Common eggplants include round eggplants and long eggplants. They both look like purple eggplants, but they are different in taste and cooking methods. Long eggplants are more watery and softer than round eggplants, and are more suitable for steaming or roasting. Common cold eggplants and roasted eggplants are made from long eggplants. Round eggplants have less water and are harder than long eggplants. They are not easy to stew and are easy to absorb flavor, so they are more suitable for stewing and stir-frying. Common overlord eggplants, home-cooked eggplants, and braised eggplants are all made from round eggplants.

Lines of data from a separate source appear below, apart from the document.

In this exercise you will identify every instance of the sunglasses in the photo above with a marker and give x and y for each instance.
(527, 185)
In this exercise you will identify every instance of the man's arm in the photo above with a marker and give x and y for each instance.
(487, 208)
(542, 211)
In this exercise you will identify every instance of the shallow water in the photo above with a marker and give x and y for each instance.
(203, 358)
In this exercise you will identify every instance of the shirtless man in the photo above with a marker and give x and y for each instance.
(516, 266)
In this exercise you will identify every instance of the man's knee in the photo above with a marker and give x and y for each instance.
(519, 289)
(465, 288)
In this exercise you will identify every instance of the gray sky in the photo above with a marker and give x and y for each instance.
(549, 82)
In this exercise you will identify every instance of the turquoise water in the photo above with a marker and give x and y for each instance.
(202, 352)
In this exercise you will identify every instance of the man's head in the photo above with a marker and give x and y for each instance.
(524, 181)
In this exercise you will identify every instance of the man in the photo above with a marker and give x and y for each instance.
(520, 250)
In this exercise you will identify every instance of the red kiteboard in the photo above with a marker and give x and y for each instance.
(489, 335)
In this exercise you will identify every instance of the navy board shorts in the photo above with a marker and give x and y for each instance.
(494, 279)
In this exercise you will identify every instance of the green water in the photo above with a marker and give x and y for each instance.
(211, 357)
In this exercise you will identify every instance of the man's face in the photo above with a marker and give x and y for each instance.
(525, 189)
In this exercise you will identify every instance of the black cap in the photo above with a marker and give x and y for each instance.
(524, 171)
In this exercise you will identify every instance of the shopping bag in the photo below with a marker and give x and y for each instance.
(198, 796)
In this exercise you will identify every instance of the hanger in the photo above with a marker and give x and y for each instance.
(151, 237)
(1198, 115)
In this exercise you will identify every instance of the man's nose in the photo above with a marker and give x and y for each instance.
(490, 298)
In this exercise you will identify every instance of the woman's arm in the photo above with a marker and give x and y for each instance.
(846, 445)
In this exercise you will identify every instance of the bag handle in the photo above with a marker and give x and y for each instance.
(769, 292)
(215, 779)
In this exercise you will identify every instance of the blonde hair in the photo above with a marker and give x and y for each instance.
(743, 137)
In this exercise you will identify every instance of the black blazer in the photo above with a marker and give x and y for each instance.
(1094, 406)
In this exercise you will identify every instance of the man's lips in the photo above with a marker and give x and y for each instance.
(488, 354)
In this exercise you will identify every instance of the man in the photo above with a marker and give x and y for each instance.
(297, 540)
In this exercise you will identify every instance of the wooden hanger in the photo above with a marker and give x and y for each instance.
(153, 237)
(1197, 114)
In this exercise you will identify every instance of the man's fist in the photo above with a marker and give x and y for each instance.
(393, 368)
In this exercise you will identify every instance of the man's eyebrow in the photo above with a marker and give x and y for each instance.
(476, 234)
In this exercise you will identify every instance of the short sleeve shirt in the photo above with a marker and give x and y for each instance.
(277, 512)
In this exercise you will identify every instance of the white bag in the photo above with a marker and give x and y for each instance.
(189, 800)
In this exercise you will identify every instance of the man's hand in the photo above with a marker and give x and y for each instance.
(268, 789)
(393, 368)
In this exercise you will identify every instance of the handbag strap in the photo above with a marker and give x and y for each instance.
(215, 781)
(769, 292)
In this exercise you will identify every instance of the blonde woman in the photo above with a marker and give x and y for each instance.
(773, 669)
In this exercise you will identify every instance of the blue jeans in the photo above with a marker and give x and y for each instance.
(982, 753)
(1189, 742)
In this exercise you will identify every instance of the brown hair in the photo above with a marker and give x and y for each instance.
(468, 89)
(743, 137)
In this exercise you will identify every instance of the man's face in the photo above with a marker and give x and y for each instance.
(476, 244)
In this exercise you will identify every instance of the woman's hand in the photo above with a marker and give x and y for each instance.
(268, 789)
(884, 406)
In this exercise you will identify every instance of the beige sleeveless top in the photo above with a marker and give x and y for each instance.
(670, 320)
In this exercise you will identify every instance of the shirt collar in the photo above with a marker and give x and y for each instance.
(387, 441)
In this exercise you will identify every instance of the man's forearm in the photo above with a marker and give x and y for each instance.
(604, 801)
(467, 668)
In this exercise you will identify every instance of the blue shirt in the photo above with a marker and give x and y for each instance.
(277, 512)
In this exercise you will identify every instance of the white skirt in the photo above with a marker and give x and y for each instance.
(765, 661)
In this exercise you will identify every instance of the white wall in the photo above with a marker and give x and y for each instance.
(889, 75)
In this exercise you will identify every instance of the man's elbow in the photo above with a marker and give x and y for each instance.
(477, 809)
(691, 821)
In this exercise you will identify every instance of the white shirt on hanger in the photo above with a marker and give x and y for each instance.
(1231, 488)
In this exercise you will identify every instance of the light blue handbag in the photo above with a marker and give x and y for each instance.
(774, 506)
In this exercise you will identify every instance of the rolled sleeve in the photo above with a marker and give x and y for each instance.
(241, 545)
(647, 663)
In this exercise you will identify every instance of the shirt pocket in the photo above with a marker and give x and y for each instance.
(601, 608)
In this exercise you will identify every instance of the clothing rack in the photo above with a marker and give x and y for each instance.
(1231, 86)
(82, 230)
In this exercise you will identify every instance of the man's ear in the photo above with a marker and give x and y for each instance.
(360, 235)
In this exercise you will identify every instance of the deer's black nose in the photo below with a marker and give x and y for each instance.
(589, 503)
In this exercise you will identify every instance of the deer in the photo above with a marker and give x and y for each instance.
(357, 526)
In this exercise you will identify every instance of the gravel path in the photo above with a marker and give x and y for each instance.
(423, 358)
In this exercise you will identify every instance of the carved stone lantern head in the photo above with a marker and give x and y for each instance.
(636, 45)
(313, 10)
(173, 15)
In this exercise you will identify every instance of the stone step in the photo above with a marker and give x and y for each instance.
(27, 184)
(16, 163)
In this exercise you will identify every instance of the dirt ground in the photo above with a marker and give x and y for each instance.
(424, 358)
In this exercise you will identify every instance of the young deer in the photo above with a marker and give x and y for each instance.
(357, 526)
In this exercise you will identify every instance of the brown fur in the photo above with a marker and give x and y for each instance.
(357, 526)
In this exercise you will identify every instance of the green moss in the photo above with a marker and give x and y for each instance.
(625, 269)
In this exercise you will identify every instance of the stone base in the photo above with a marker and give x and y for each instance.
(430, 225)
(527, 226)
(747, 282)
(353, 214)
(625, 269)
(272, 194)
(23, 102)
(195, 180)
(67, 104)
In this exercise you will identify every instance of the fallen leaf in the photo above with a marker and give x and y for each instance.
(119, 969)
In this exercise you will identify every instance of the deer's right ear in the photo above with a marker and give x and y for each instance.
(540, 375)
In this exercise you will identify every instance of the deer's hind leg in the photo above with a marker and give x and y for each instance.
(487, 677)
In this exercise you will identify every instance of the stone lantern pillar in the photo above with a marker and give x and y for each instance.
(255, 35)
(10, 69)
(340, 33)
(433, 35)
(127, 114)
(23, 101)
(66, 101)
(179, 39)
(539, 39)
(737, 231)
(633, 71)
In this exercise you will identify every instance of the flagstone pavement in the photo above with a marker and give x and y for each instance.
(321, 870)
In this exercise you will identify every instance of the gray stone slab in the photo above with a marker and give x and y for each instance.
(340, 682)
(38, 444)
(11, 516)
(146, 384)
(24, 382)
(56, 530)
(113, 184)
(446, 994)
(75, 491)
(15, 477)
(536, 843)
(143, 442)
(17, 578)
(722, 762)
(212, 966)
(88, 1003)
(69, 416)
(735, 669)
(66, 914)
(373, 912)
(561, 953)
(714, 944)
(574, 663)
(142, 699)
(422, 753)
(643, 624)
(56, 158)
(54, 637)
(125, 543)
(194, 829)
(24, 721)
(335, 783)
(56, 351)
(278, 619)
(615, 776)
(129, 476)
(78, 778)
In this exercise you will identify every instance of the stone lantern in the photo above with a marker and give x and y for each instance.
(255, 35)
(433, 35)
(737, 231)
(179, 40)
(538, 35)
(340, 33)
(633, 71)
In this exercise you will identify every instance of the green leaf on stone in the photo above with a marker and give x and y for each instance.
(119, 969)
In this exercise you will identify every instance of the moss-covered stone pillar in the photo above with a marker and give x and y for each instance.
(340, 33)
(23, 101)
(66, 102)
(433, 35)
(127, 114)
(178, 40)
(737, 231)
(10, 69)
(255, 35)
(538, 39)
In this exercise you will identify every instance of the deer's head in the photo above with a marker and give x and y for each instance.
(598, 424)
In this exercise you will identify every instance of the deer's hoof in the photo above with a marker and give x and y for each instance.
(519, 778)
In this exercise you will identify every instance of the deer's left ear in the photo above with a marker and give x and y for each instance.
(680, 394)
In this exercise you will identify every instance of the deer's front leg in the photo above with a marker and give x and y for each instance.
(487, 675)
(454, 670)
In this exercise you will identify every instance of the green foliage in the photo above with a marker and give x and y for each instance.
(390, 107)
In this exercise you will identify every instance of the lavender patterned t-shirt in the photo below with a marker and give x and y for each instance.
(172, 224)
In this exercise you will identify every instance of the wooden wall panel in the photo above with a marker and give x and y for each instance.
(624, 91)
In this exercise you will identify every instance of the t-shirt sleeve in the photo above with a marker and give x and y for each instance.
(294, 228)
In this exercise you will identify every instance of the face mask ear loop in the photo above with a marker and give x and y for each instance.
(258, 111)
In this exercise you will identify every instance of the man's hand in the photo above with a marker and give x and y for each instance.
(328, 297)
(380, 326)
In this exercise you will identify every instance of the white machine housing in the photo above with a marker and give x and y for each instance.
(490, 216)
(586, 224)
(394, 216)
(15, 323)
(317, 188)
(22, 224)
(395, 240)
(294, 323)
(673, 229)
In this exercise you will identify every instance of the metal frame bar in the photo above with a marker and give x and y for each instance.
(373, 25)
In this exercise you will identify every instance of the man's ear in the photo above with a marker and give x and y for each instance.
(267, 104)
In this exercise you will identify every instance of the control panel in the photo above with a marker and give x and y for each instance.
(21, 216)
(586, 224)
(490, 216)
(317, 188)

There are three types of eggplants: round eggplants, long eggplants (commonly known as mountain eggplants), and dwarf eggplants (the most common). When making braised eggplants, dwarf eggplants are usually used because round eggplants are difficult to cut, and long eggplants are too soft and too thin, and most importantly, they are expensive!

When using braised eggplant, it is better to use fresh, seedless and tender eggplants, so that the braised eggplants are delicious. There is another problem. Old eggplants, especially those after the beginning of autumn, have a high content of solanine, which can easily cause physical discomfort after eating!

How to make braised eggplant

Ingredients: eggplant, ginger, garlic, onion.

practice:

1. Wash the eggplant, cut it into small pieces, put it in a bowl, add a little salt and mix well to marinate the moisture.

2. Then drain the water, slice the ginger, chop the garlic, and chop the green onion. (Garlic and eggplant are the best match)

3. Take a small bowl, add light soy sauce, a little white sugar, a little white vinegar, a little salt, oyster sauce, corn starch, and a little water to make seasoning.

4. Heat more oil in a pan, pour in the eggplant and fry until soft, remove from the pan and drain. (You can also stir-fry until soft)

5. Pour out the oil, leaving a little, add ginger and garlic and stir-fry until fragrant, pour in the eggplant and stir-fry evenly, add seasoning and bring to a boil slightly, stir-fry for a while.

6. Sprinkle with chopped green onions, turn off the heat and serve.

Tips:

After the eggplant is marinated with salt to remove the water, it can save some oil. The eggplant has a strong aroma and is soft and sticky in the mouth, making it a very good appetizer.

Tips for making braised eggplant

1. The oil temperature for frying eggplants should be high. If the oil temperature is too low, the eggplants will easily absorb the oil. Shape them first, fry them until cooked, and color them last.

2. Add garlic last

3. Make it according to your personal taste. If you don't like sweet food, you can remove the sugar, or add minced meat, bean paste or other things. But don't add light soy sauce after adding bean paste, just add dark soy sauce to adjust the color.

4. When frying eggplant, be sure to pay attention to safety. The oil temperature is very high. It is best to put it along the edge of the pot to prevent oil from splashing.